According to neutral estimates, between 1 and 1.5 million Armenians were living in Ottoman Turkey at the start of the War, and another million or so were living across the frontier with Russia. Unlike their traditional enemies, the Kurds, and other large ethnic minorities inside the Ottoman Empire, the Armenians had no recognised homeland, but the majority were scattered near the Russian border. The Russian Empire had been encouraging a surge in Armenian nationalism since the turn of the century, arming and supplying a number of minor revolts before 1914, and trouble erupted in the region after the Ottoman government refused demands for an Armenian national congress in October 1914.
Most moderate Armenian leaders fled to Bulgaria at this point, but the more extreme nationalists crossed the frontier and formed a rebel division using Russian equipment. This force invaded in December, and killed an estimated 120,000 non-Armenians in an extended rampage around the northeastern Caucasus while Ottoman forces were busy preparing and carrying out their own offensive into Russia. As the campaigning season of 1915 got underway on the Caucasian Front, armed Armenian rebels were still at large in the frontier zones and the Ottoman government in Constantinople, with some justification, regarded the region’s Armenians in general as solidly pro-Russian. The deportations that began on April 8 were intended to clear the battlefront of hostile elements.
Whether or not the government intended this as the beginning of an attempt at genocide – a matter of searing controversy to this day, and not something I’m fit to judge – that’s essentially what happened. By June all non-Muslim civilians were required by law to take up ‘duties’ near the Empire’s battlefronts, but this was doublespeak for relocation to areas under firm military supervision, and exemptions effectively restricted the order to Orthodox and Protestant Armenians in the Caucasus. Deportations continued until late 1916, and deportees were often appallingly treated.
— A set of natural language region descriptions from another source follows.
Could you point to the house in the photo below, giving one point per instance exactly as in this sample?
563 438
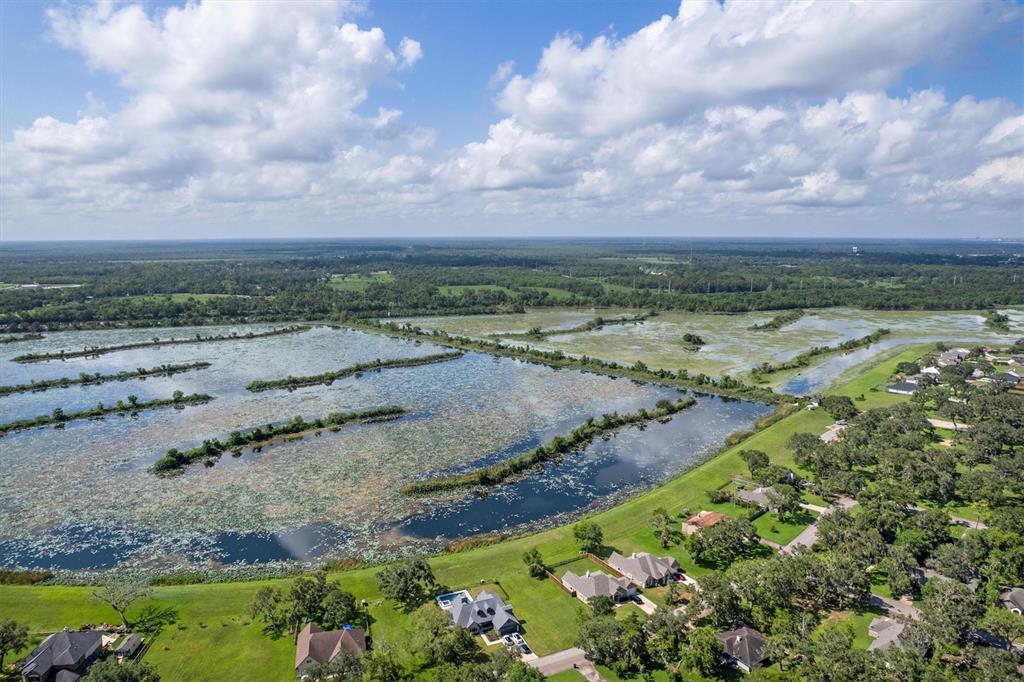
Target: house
742 648
704 519
1013 599
128 648
485 612
952 356
885 632
644 568
595 584
314 645
757 496
903 388
64 656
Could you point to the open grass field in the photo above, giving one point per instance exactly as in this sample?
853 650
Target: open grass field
213 639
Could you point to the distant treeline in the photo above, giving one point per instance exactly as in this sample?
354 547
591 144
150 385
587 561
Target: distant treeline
84 379
13 338
176 460
589 326
199 338
804 358
724 385
580 437
58 417
778 322
291 383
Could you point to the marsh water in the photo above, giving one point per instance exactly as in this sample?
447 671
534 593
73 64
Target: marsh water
82 497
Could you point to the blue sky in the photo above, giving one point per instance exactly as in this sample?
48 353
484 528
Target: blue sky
764 119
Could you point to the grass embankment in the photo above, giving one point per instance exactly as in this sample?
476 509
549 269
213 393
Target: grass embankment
804 358
59 417
213 638
778 322
291 383
13 338
89 379
176 460
199 338
724 385
590 326
580 437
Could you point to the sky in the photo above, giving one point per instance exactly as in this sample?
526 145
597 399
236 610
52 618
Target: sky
194 120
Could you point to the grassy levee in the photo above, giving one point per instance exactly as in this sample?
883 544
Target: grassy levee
213 638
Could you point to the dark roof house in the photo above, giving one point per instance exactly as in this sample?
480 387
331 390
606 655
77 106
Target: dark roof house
64 656
485 612
742 647
314 645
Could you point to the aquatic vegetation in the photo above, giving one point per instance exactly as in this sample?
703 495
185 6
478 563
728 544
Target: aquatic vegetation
328 378
199 338
996 321
582 435
724 385
259 436
778 322
804 358
84 379
13 338
58 417
590 326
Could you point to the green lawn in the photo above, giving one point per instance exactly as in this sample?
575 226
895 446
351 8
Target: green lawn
770 527
212 638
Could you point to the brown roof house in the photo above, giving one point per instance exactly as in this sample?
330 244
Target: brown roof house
644 568
596 583
314 645
701 519
742 648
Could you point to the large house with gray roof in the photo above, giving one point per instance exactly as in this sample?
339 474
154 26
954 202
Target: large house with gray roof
64 656
485 612
595 584
644 568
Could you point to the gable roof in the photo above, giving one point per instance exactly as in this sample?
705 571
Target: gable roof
743 644
486 608
324 646
706 518
643 565
595 583
65 649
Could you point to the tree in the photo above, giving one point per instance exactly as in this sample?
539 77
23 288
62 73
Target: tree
436 640
410 583
589 536
702 651
723 543
121 595
12 638
535 562
785 501
755 459
109 670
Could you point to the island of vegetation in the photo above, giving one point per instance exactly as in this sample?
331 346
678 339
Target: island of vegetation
58 417
580 437
328 378
778 322
85 379
589 326
804 358
724 385
176 461
996 321
13 338
199 338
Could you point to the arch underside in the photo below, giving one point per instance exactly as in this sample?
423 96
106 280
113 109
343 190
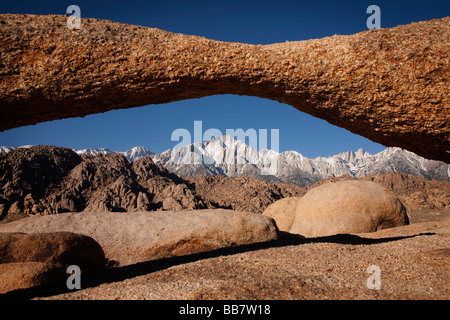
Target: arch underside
388 85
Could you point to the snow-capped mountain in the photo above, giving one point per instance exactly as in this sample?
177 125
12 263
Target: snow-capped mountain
132 154
226 156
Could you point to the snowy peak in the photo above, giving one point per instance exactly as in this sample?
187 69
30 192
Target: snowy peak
132 154
227 156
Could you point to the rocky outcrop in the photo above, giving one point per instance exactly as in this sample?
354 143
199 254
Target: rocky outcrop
45 180
416 193
28 260
347 207
389 85
241 193
283 212
132 237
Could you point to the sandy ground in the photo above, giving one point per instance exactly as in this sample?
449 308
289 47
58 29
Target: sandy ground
413 263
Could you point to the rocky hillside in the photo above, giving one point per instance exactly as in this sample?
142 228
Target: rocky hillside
47 180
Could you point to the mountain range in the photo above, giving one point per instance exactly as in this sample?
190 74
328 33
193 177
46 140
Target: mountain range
227 156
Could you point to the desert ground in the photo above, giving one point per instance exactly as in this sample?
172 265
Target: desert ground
413 260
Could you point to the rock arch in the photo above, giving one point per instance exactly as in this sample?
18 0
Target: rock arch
389 85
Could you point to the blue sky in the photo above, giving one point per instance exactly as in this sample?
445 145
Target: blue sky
257 22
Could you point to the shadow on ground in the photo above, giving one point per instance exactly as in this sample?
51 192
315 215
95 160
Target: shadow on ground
117 274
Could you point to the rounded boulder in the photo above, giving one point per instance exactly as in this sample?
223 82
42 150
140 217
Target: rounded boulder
347 207
283 212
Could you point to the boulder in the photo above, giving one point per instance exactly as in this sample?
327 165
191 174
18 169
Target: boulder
28 260
347 207
62 248
22 275
132 237
283 212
Many were given only hours to prepare for long journeys without transport or protection to resettlement regions that were usually infertile or poorly supplied. Thousands of Armenians died of starvation or exposure, thousands more were killed by hostile (usually Kurdish) tribesmen, and there is no doubt that at least some Ottoman officials colluded in the slaughter in search of a ‘final solution’ to the Armenian question.
This particular small and nasty war swiftly became part of the wider War as news of the deportations was released through Armenian contacts with the Western press, especially strong in the USA. Entente propaganda went on to claim that the ‘massacres’ had killed a million Armenians, while the Ottoman regime blamed supply and transport shortages for 300,000 deaths. Modern estimates put the figure at around 600,000, but are essentially a matter of educated guesswork. The same is true of the numbers killed in subsequent ethnic warfare around a fluctuating Caucasian Front, which resumed in 1917 and continued into 1918, and of the thousands more who died trying to return to their homes after an exhausted Ottoman regime and a new Armenian Republic signed the Treaty of Batum on 24 May 1918.
The Armenian Massacres, or whatever you want to call them, are hardly forgotten history, ongoing controversy about numbers and motives has seen to that. But if you’re inclined to dismiss the catastrophe as a footnote to the First World War, it’s probably worth remembering that overall Armenian casualties in this nasty war within a war were on a very similar scale to those suffered by the entire British Empire.